Before this latest stage set in, labor had been launching campaigns organized around a rights-based framework (codes, audits, and so on), but did not have enough footing to fight a globalized, vertically disintegrated industry.
But now, centralization and market spatial inflexibility have rendered the relevant workforces much more important, substantially increasing their relative structural power. They are no longer so disposable.
Regulatory and market spatial inflexibility each have their own drivers, underlying logics, and developmental contexts. But both set constraints for global buyers, and therefore the degree of monopsony power, value distribution, and critically the disruptive power of workers in the value chain.
The COVID-19 global pandemic and economic crisis will only intensify the underlying monopsony logics outlined above. In addition to the growth and consolidation of particular suppliers, there is increasing organization of suppliers into employers’ associations on a national level.
Led by Bangladesh, the BGMEA and Bangladesh Knitwear Manufacturers and Exporters Association (BKMEA) have become the most outspoken representatives of supplier interests, They have challenged the brands openly as in the case of EWM, and issued more general public statements against the unfair terms of exchange and the unilateral actions of the brands and retailers in the current crisis.
In Cambodia, the Garment Manufacturing Association of Cambodia (GMAC) has taken a similar, if less strident, stance in calling on the brands to honor their contracts.
In Korea, ad hoc groups of suppliers have formed around particular cases, as in the bankruptcy of Forever 21 that left 15 suppliers owed over US$100 million, and in the case of Kohl’s, which owes even more to a group of ten major suppliers. This is pushing the Korean Federation of Textile Industries to abandon its conservative stance and move in the direction of confronting the brands and retailers.

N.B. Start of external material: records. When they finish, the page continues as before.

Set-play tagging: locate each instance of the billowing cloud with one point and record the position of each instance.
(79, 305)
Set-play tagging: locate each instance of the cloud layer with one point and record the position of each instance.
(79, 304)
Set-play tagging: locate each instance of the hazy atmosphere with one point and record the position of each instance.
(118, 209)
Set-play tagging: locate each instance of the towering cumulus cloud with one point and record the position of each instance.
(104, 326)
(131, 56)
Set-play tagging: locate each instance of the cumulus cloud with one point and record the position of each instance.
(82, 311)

Suppliers like Crystal Group, MAS Holdings and Esquel Group are so powerful that its unnecessary for them to speak up publicly, as their brand customers have attempted to neither cancel orders nor demand discounts. As the herd thins out, there are few alternatives able to produce at the pace, cost, and capacity of these large capital-holding firms.

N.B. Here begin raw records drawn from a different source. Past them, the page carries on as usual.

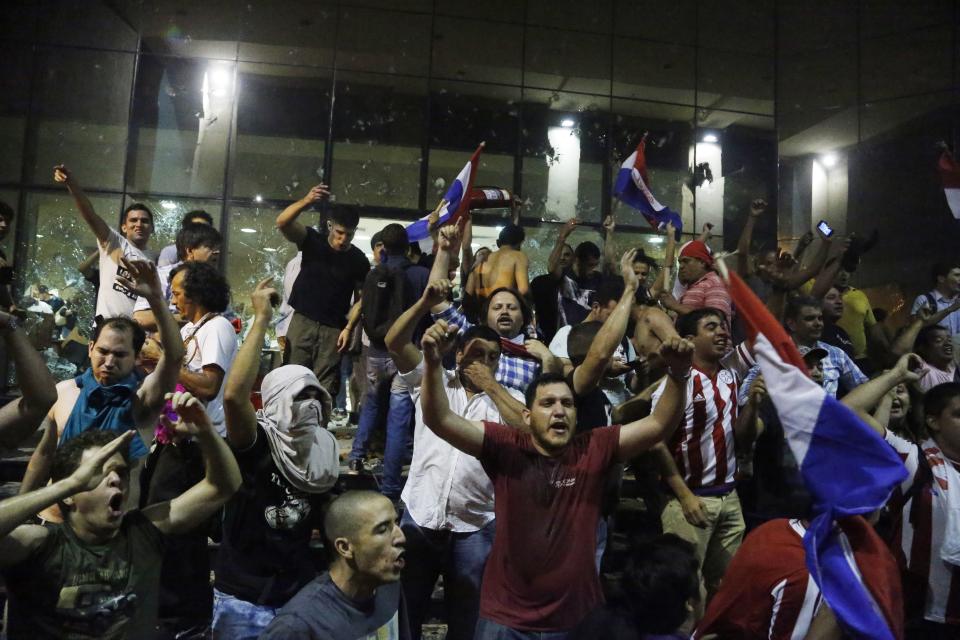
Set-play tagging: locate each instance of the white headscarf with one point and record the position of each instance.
(304, 451)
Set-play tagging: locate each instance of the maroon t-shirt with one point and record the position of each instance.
(541, 575)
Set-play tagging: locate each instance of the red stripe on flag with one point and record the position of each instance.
(949, 171)
(759, 320)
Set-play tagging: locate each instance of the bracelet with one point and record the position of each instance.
(673, 374)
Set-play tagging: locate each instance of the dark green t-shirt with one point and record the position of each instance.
(75, 591)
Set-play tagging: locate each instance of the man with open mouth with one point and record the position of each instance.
(540, 577)
(360, 597)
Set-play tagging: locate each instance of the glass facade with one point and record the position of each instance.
(239, 107)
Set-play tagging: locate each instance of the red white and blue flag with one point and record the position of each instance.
(457, 198)
(633, 188)
(847, 467)
(950, 176)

In Bangladesh and Cambodia, and in the case of Korea-based suppliers, the suppliers’ organization gives them the power to demand that brands honor their contracts, and to threaten a boycott. But it is only because of the growth and consolidation of the individual suppliers that they are able to maintain an organization expressing their common interest in spite of competitive dynamics.

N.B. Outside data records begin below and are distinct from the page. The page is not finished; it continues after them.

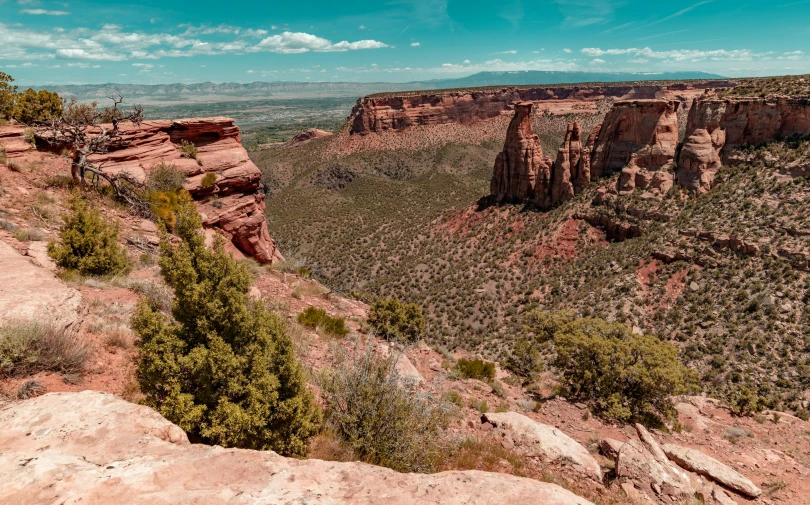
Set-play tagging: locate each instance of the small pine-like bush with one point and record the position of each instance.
(208, 180)
(222, 367)
(318, 319)
(87, 243)
(475, 369)
(396, 321)
(165, 177)
(29, 347)
(381, 417)
(188, 150)
(620, 375)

This crisis not only reveals the growth, consolidation and organization of the suppliers — it will also greatly contribute to a new wave of consolidation as weaker suppliers fail and are taken over by larger capital-holding firms.
The shakeout is likely to eliminate much of the excess productive capacity in the industry, further empowering the remaining suppliers in relation to the brands and retailers. Indeed, the underlying logic of competition coupled with the COVID19 crisis bolsters supplier-end consolidation, resulting in more inflexible supply chains due to falling DMP.
These changes open up new possibilities for suppliers and workers. Just as the era of regulatory spatial inflexibility limited the degree of monopsony power, which increased the bargaining power of workers, so too, the era of market spatial inflexibility is already seeing greater demands from supplier firms. Indeed, workers are asserting their disruptive power against their increasingly powerful employers, which could help signal the twilight of the sweatshop age.
Ashok Kumar is Lecturer in International Political Economy at Birkbeck, University of London.
This article summarizes and reflects on Ashok Kumar, ‘Monopoly Capitalism: Power and Production in the Twilight of the Sweatshop Age‘, Cambridge University Press, 2020.